En España, al igual que en muchos países de nuestro entorno, tenemos un gran déficit de transferencia de conocimiento al sector productivo. Paliarlo es importante para generar crecimiento económico en la dirección que corresponde a un país desarrollado de la UE. También lo es para generar empleo cualificado que, además de mejorar nuestra competitividad, también permita el buen desempeño profesional de nuestros titulados superiores.

Nuestros universitarios no pueden confiar su futuro a la llegada del "príncipe azul" (el riesgo de que el "príncipe" pase de largo es inasumible), máxime cuando vivimos en un país de servicios (tres cuartas partes de nuestros trabajadores se vinculan a ese sector), con un tejido productivo muy focalizado en la industria turística. De otra parte, el futuro de nuestra economía (como la de cualquier otro país europeo desarrollado) se vislumbra sustentado sobre nuestro I+D, admitiéndose que buena parte de los oficios que se ejercerán en la próxima década, hoy día, nos son desconocidos.

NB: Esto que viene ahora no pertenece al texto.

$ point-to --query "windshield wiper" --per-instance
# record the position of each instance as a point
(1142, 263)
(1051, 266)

Inmersos en una revolución tecnológica de este calibre, y siendo el colectivo de nuestros universitarios el sector de la sociedad que atesora la mejor formación para afrontar este formidable reto, es obvio que ha de recaer sobre estos jóvenes, que son los más cualificados, la tarea de emplear el enorme potencial de que disponen para ir abriendo huecos en el mercado laboral en la búsqueda del desarrollo profesional propio, y con ello también del ajeno. Esto viene a ser lo que ahora se denomina transferencia de conocimiento al sector productivo. Pero es igualmente evidente que, sin el respaldo institucional necesario plasmado en potentes y acertadas políticas acompañadas de la financiación adecuada, nuestros jóvenes difícilmente van a poder dar este salto en el vacío. El marco de actuación idóneo no es el nacional sino el europeo dado que sería imposible mantener este grado de ambición de espaldas a nuestra entidad europea, o desvinculando a nuestros universitarios del espacio europeo de educación superior. Afrontar con solvencia esta tesitura requiere mucho músculo europeo y el Plan NextGenerationEU puede darnos el impulso definitivo que necesitamos.

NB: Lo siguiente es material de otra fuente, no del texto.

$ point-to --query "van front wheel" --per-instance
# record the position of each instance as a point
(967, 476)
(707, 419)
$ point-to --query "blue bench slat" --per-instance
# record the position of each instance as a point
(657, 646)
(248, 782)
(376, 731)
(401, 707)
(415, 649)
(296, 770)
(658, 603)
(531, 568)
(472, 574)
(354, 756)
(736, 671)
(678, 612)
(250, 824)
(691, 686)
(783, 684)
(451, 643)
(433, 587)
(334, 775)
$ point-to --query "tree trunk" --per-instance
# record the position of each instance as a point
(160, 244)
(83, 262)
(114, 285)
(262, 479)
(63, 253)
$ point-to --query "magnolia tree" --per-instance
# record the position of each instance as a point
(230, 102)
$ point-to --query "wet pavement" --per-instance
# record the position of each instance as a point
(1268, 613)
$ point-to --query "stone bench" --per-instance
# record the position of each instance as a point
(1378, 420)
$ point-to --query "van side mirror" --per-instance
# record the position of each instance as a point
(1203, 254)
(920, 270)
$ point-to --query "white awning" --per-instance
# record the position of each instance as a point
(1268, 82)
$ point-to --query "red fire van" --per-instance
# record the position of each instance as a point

De otra parte, tras la gestión de la crisis de 2008 caracterizada por las llamadas políticas de "austericidio", en muchos países del sur de Europa (que algunos denominaron "PIGS"), entre los que se encuentra el nuestro, se produjo una fuerte desinversión en políticas de I+D y en servicios públicos esenciales (como la sanidad y la educación), que desencadenó un éxodo de talento universitario de estos países del sur a los económicamente más desarrollados de centro y del norte de Europa, y a otros continentes. En consecuencia, el enorme esfuerzo económico y humano realizado en la formación de estos titulados superiores ha terminado redundando, a coste cero para ellos, en el crecimiento del PIB de los países receptores, cuando dicho beneficio debería de haber recaído en el PIB de los países emisores (que son quienes corrieron con los gastos de formación). Por tanto, es perentorio para nuestro país recuperar esta mano de obra tan cualificada que hemos perdido sin contrapartida alguna. Esto ha de hacerse con políticas de atracción y retención de talento, o en su defecto con medidas que favorezcan la colaboración científica y tecnológica entre los equipos de investigación españoles y los de estos compatriotas procurando, cuanto menos, que toda esta masa crítica de talento perdido (para nosotros y ganado para otros) no rompa definitivamente el vínculo con su país de origen. Los fondos NextGenerationEU son cruciales para este propósito también.

Confiemos en que este ambicioso plan de recuperación que Europa va a implementar de inmediato marque un nuevo hito en el buen hacer europeo, para conseguir con él que 2021 sea el año de la gran remontada y lo notemos tanto en lo personal como en lo colectivo, fomentando una sociedad más avanzada, fuerte y solidaria.